Konrad's tone was closer to pleading.
"You got us good, please, at least spare the villages," he said, his acting skills questionable.
"Which one is this?" The guard narrowed his eyes, examining his face. "I heard that the bastard the king sent and the tribes' shaman look almost the same."
"I-I, um—uh. Not sure," Stella mumbled, like she was about to faint.
Konrad suppressed a sigh. He wasn't creating all those illusions for her to ruin their plans.
Not that they were good plans, but they were all he had. Hard to think when his head was full of the aftermath of his haremettes' crap.
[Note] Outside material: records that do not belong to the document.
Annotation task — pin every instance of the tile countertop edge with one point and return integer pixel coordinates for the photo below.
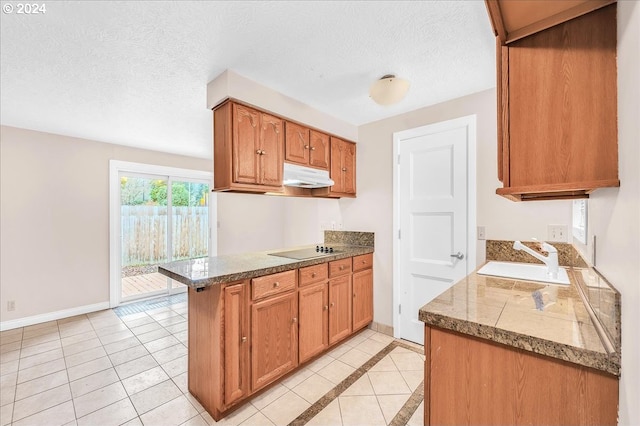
(608, 363)
(287, 265)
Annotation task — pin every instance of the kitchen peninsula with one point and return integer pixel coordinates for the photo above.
(255, 317)
(505, 351)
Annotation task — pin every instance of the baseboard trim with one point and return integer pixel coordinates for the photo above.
(51, 316)
(381, 328)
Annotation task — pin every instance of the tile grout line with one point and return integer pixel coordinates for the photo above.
(334, 393)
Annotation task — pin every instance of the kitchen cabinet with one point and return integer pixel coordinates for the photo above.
(245, 335)
(274, 337)
(248, 149)
(343, 168)
(557, 106)
(513, 20)
(362, 291)
(313, 311)
(475, 381)
(236, 343)
(340, 299)
(306, 147)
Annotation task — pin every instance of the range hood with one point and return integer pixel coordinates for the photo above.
(305, 177)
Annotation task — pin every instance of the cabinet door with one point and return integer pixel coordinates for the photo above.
(339, 308)
(362, 298)
(336, 165)
(296, 144)
(319, 150)
(274, 338)
(236, 346)
(313, 314)
(246, 135)
(349, 168)
(271, 150)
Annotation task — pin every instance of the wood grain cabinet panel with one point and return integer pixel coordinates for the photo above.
(236, 342)
(248, 149)
(343, 167)
(340, 313)
(557, 108)
(313, 305)
(474, 381)
(319, 150)
(274, 338)
(362, 298)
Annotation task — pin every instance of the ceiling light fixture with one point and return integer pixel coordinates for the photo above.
(388, 90)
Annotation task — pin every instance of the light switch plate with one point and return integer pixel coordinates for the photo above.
(557, 233)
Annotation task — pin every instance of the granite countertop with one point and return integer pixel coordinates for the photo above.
(504, 310)
(206, 271)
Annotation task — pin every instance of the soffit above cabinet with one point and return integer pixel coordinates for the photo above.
(513, 20)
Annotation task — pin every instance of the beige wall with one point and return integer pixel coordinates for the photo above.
(614, 214)
(372, 210)
(54, 218)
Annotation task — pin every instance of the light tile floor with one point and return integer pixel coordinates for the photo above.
(104, 369)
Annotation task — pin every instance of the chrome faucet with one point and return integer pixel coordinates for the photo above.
(551, 260)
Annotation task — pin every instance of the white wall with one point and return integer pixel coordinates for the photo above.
(372, 210)
(54, 218)
(614, 214)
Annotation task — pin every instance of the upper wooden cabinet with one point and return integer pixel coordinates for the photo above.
(343, 168)
(306, 147)
(513, 20)
(248, 149)
(557, 109)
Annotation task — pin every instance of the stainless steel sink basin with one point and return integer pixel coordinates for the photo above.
(523, 271)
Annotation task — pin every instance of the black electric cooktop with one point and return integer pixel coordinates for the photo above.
(307, 253)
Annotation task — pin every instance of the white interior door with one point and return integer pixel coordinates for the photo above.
(434, 215)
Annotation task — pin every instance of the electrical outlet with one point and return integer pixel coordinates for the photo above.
(557, 233)
(481, 234)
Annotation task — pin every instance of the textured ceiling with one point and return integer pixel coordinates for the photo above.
(135, 73)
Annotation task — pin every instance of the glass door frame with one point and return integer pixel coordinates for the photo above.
(116, 168)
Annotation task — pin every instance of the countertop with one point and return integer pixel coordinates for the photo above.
(504, 310)
(206, 271)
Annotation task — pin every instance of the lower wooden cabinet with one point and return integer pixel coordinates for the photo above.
(236, 342)
(245, 335)
(362, 298)
(474, 381)
(274, 339)
(339, 308)
(313, 311)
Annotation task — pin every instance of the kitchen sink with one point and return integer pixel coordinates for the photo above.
(524, 271)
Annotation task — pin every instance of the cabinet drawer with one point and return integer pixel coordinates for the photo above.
(313, 274)
(273, 284)
(339, 267)
(362, 262)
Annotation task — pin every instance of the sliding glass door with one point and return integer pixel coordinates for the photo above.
(162, 218)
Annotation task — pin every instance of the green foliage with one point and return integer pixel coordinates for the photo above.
(137, 191)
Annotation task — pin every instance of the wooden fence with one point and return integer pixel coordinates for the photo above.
(144, 233)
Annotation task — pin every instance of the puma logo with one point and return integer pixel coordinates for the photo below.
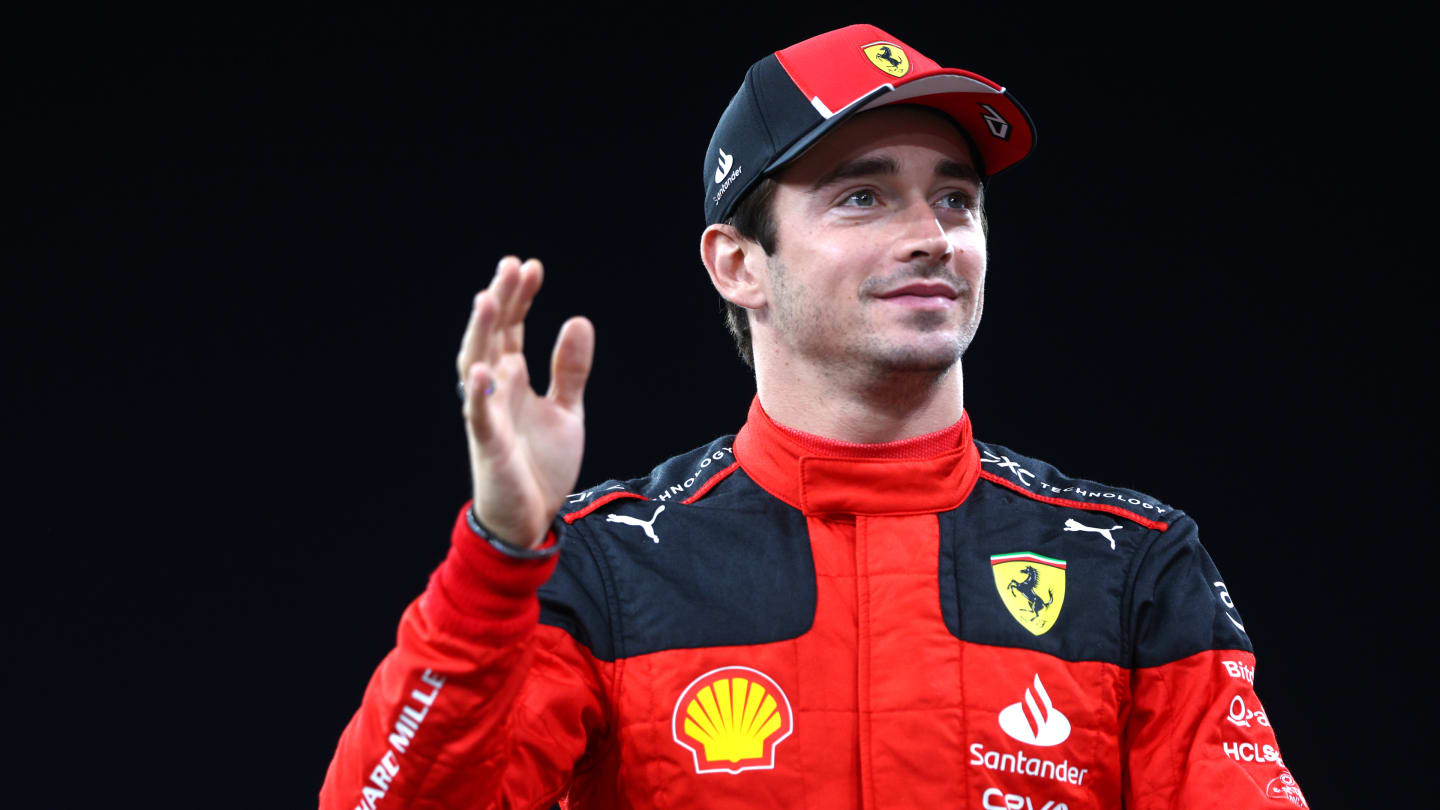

He cleared his throat to answer the question himself.
"They know me as the Prodigy of Haiten. But this isn't over," he claimed. "When the king—"
The guard slapped him across the face with his gauntlet.
He didn't expect that—the smack was loud, harsh, leaving him bloodied.
"The king's far from here," they spat, then, seeing Konrad's surprised face, they laughed. "Don't you worry, little prodigy. Once the Inquisitor becomes strong enough, we deal with him, too."
Ambitious plans. Too bad, Otto was already at his wits' end, getting desperate and failing.
As it seemed, his soldiers had no idea about that. Of course, he wasn't yet, either.
Their whole plan relied on it.
They pretended his mercenaries were successful before he heard of the failure. Konrad had to play the defeated, the humiliated, the desperate. So he only grunted and glared, spitting blood.
It was so convincing that by his side, Welf grabbed his tunic, ready to blow.
His only ally he could always trust.
He patted his hand when the guards waved them forward, and the first part of the plan was already a success. They entered the unsuspecting Halaima without bloodshed.
Well, with only a minor bruise.
It was worth it.
"Calm yourself, Executioner," Konrad warned Stella, still pale and shaking by his side. "We are in. They have no idea. You know what you have to do next, right?"
The tall blonde nodded, a short jerk of her head.
"Tell Otto, and find the child," she whispered, walking past more unsuspecting guards.
"Don't mess it up," Vargas warned her, his voice still that of the mercenary captain's.
"And better hurry," he urged her, too. "I can't hold this illusion all day."
The truth was—he could've. His pool was full when he started, and so were his adamantite sword and armor. He banked almost five thousand mana.
It was more than he could use without collapsing from the physical strain.
But he came prepared. Even if the Inquisitor put a dozen transmutation artifacts on him—
Well, Stella didn't have to know that.
She was one more ally he doubted, another girl he couldn't trust.
Thinking of it now, he smirked.
In his past life, after Lily broke up with him, he couldn't trust a girl ever again.
He avoided them, never married, and now?
Beautiful girls surrounded him all the time—and he still doubted them all, for a good reason.
"I won't fail you," Stella muttered, almost a minute later. "I'll prove myself."
Konrad nodded. He was more curious about her actions than her words.
And the time for said actions had come—they all stopped in front of the church annex.